The element of insecurity has increased, simultaneously amplifying the importance of forecasts. Whoever handles them the best, earns the most. At Unicorn Systems, we help companies predict the production of Renewable Energy Resources (RES) using our Lancelot FMS solution.
Last year, RES accounted for 44.7% of electrical energy production in the EU, awarding them the top spot for the first time in the European electricity framework. Not only does this constitute a significant result of the effort to reduce emissions but it’s also an important sign of how the energy market is changing. The growing percentage of solar and wind power plants is altering the rules of the game. Among many factors, the need is increasing to forecast this future development as best as possible, and the focus of these forecasts is becoming more and more diverse. And not only for the frequently declining network balance but especially for its economic effectiveness.
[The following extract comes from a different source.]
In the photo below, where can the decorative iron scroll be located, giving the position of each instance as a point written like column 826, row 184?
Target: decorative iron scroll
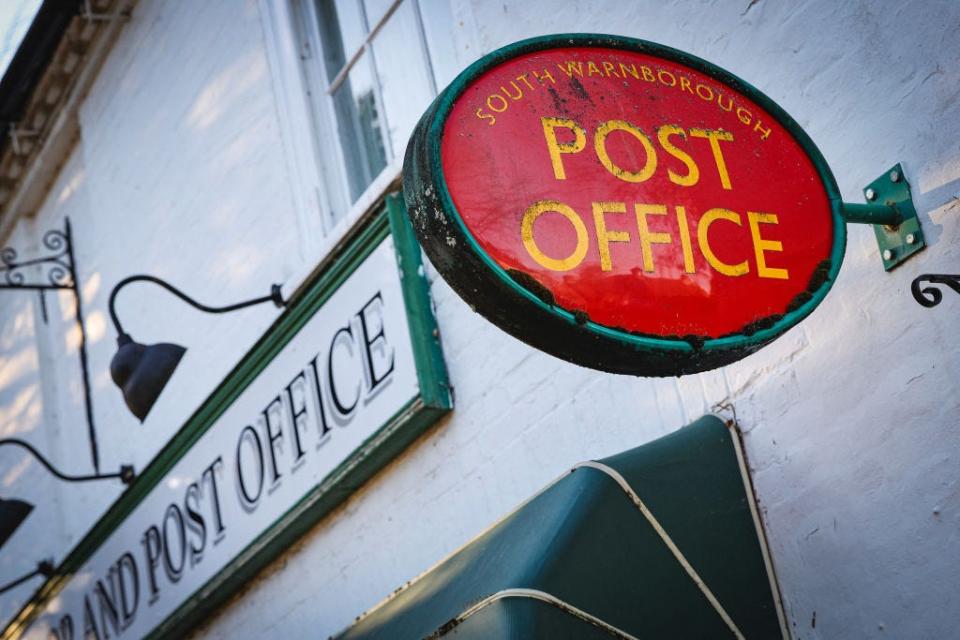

The energy industry we’re currently abandoning faster and faster was relatively simple in that multiple large, conventional sources supplied each given range of distributors. The energy flowed in one direction, from production to the consumer, whereas the first was manageable and the second by and large foreseeable. However, renewable sources began gradually mounting into frameworks, especially solar parks and wind power plants. These sources were larger at first before smaller ones also started popping up – all the way to solar panels on the roofs of family homes. Thus began, and still continues today, the decentralisation of production, while energy flow has become two-way. Also, the photovoltaics’ and windmills’ performance is dependent on the weather, another new element of insecurity. They can no longer be managed systematically; we have to forecast their production based on meteorological data, such as light exposure, wind, cloud cover, temperature, etc. And these data fluctuate around a certain level of probability as well. It should be noted, however, that RES aren’t some kind of loose cannon in the system as is sometimes claimed. Their production too can be regulated, for instance, by tilting the windmill blades or shutting down individual sections of solar power stations.
Of course, the introduction of RES and the other phenomena mentioned above comes with a role change for the energy market participants. Balance in the network is primarily a task for its operator and achieving it is more difficult than before. That’s why the relevant company needs to forecast as best as possible how the system will behave, when and where imbalances may occur, and by how much they’ll deviate. This provides an answer to the key questions of whether it’ll be necessary to proceed with balancing, what sort of flexibility services should be deployed, and how much it’s going to cost. Production predictions of increasingly prominent renewable sources have become a crucial quantity within this puzzle.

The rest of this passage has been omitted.